But so far, you could charge things pretty fairly upon fun, and the delightful exercise of skill. If, as was alleged, they carried off two pounds of sugar for every lemon they got hold of, still, one must do something; and as they said, "the sugar was all paid for out of their own allowance."

A much graver thing—perhaps the worst in the whole business—was the bribing enlisted men. Some free lances, indeed, were much too fond of "chancing" it, to do their frisky deeds by proxy. They fetched for themselves what they wanted, with a daring of which I may not tell. But others would get the sentry at the gate to pass things in; or a bandsman to bring all sorts of contraband goods from the Falls. Other people helped, but a mess-hall waiter could only lose his place and run away, while the sentinels were in trust.

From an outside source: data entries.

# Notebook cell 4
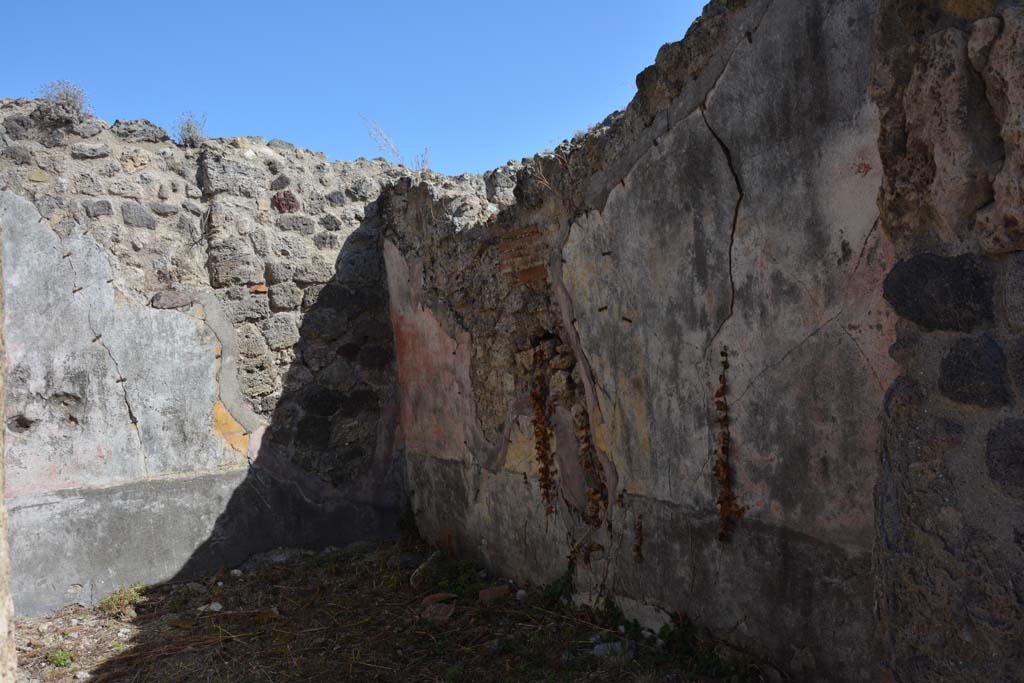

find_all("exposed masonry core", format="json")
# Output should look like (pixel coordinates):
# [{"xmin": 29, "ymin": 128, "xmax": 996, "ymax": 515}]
[
  {"xmin": 1, "ymin": 1, "xmax": 1023, "ymax": 681},
  {"xmin": 0, "ymin": 107, "xmax": 415, "ymax": 617}
]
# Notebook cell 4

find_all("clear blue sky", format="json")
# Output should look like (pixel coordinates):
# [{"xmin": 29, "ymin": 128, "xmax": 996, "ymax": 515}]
[{"xmin": 2, "ymin": 1, "xmax": 704, "ymax": 175}]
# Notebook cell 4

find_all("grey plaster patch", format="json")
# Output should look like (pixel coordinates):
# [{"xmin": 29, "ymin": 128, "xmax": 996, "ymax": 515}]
[
  {"xmin": 8, "ymin": 469, "xmax": 249, "ymax": 616},
  {"xmin": 1, "ymin": 191, "xmax": 240, "ymax": 495},
  {"xmin": 190, "ymin": 290, "xmax": 263, "ymax": 433},
  {"xmin": 8, "ymin": 461, "xmax": 400, "ymax": 617}
]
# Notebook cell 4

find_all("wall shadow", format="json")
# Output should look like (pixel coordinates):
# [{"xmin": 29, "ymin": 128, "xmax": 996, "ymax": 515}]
[
  {"xmin": 187, "ymin": 196, "xmax": 405, "ymax": 575},
  {"xmin": 86, "ymin": 198, "xmax": 407, "ymax": 680}
]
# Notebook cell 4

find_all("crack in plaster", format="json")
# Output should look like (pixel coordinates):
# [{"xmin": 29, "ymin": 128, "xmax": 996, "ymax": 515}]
[
  {"xmin": 59, "ymin": 228, "xmax": 149, "ymax": 471},
  {"xmin": 698, "ymin": 106, "xmax": 743, "ymax": 356},
  {"xmin": 731, "ymin": 308, "xmax": 847, "ymax": 408}
]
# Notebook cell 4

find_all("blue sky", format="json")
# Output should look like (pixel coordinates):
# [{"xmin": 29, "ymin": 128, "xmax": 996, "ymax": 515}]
[{"xmin": 2, "ymin": 1, "xmax": 704, "ymax": 175}]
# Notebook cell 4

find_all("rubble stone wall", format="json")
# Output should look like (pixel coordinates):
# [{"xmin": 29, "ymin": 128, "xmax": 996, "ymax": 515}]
[
  {"xmin": 0, "ymin": 102, "xmax": 409, "ymax": 615},
  {"xmin": 0, "ymin": 1, "xmax": 1022, "ymax": 680},
  {"xmin": 873, "ymin": 2, "xmax": 1024, "ymax": 680},
  {"xmin": 380, "ymin": 1, "xmax": 1024, "ymax": 681}
]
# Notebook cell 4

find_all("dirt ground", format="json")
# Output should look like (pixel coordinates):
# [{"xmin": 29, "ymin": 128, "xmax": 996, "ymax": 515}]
[{"xmin": 13, "ymin": 539, "xmax": 781, "ymax": 682}]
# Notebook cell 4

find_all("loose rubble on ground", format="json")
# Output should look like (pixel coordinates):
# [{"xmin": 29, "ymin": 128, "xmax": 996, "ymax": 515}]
[{"xmin": 13, "ymin": 539, "xmax": 778, "ymax": 682}]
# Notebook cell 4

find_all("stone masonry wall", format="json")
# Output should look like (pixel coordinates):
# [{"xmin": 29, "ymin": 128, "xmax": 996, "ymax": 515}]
[
  {"xmin": 873, "ymin": 2, "xmax": 1024, "ymax": 680},
  {"xmin": 382, "ymin": 1, "xmax": 887, "ymax": 679},
  {"xmin": 0, "ymin": 100, "xmax": 409, "ymax": 615},
  {"xmin": 0, "ymin": 1, "xmax": 1022, "ymax": 680},
  {"xmin": 380, "ymin": 1, "xmax": 1024, "ymax": 681}
]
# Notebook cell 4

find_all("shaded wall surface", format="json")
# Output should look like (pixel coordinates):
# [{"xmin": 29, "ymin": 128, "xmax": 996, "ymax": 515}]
[
  {"xmin": 0, "ymin": 1, "xmax": 1022, "ymax": 681},
  {"xmin": 873, "ymin": 2, "xmax": 1024, "ymax": 681},
  {"xmin": 0, "ymin": 105, "xmax": 407, "ymax": 616},
  {"xmin": 380, "ymin": 1, "xmax": 1024, "ymax": 681}
]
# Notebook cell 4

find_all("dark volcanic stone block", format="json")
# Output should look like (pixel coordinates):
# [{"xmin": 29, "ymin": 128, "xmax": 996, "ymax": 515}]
[
  {"xmin": 296, "ymin": 415, "xmax": 331, "ymax": 450},
  {"xmin": 986, "ymin": 419, "xmax": 1024, "ymax": 499},
  {"xmin": 276, "ymin": 214, "xmax": 316, "ymax": 235},
  {"xmin": 939, "ymin": 333, "xmax": 1012, "ymax": 407},
  {"xmin": 319, "ymin": 214, "xmax": 342, "ymax": 231},
  {"xmin": 301, "ymin": 386, "xmax": 345, "ymax": 417},
  {"xmin": 883, "ymin": 253, "xmax": 994, "ymax": 332},
  {"xmin": 121, "ymin": 201, "xmax": 157, "ymax": 229},
  {"xmin": 83, "ymin": 199, "xmax": 112, "ymax": 218},
  {"xmin": 110, "ymin": 119, "xmax": 170, "ymax": 143},
  {"xmin": 3, "ymin": 114, "xmax": 33, "ymax": 140}
]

Now Magnus Kindred had not been so brought up, and the sight and hearing of certain things at first made him indignant. But they looked lighter coloured the fifteenth time than the first. The memory of Mr. Upright's words also faded out, and when springtime came, and days grew long and nights were bright, he had fallen back into much the old way, and was training with (or training) the wrong crowd. And he was so agile and wary that he never got caught, which was perhaps his loss.

"I don't see how you work it, Kin," Rig complained one day. "You do everything you have a mind to, and yet even Towser will swear you in for sweet cream every time. But as for me, if both my shoe toes aren't blacked exactly alike, I'm skinned to a certainty."

I am not sure that Magnus relished the compliment,—one has a choice about praise,—but he made no answer, and did not change his too successful ways.

And thus that pleb winter did much work for him in more lines than one. For you cannot keep hard at hard studies, as he did, without a swift and increasing rate of progress; the Hill Difficulty of West Point, as Mrs. Gresham had called it, yielded better and better footing, week by week. But alas, it is also true that you cannot constantly fling even small stones at the law, without that fine pillar of strength's being chipped and frayed, and in a sort defaced. Magnus Kindred did not call his doings by any such dignified name, but all the same, freedom and lawlessness were getting very much mixed in his mind. While the right of the authorities to command, and his own right to disobey, were in a worse tangle still. The wise, dignified, and wholesome rule of "Honour to whom honour, fear to whom fear," was much dethroned in those days.

So the course of the days and the drift of the ways went on. Winter slid early into spring. Company drills began, and the full tide of everything set in, especially walks. Bright parasols appeared on the sidewalk, and the old seat at Gee's Point once more received its guests.

A general stir of preparation was in the air; grass was dressed, branches trimmed, and rubbish burned. Cleaning house was on hand, and dressmakers; and always drills, drills, drills. To the Post in general, these signs meant the coming of the Board of Visitors, and all the whirl of examination week: but to the cadets, chiefly June.

All that spring, in spite of much work, Magnus Kindred wrote home very regularly; long, amusing letters. Telling less of his inner life than the hearts at home would have liked; but the strangeness of what he said of the outer partly covered this up. And I doubt whether Magnus knew how little he told.

Of one thing, however, he was dimly conscious. At first, his mother's expressions of trust and hope, given in Bible words or her own, had been a comfort and help to him; they seemed to bring her nearer and to make him stronger. But of late he had been often inclined to slur over those parts of her letters, and to hurry on "to get the news first"—as he put it to himself. He never stopped to ask why; and it was again Mr. Upright who opened his eyes, and showed him how quietly they had been closing and falling asleep.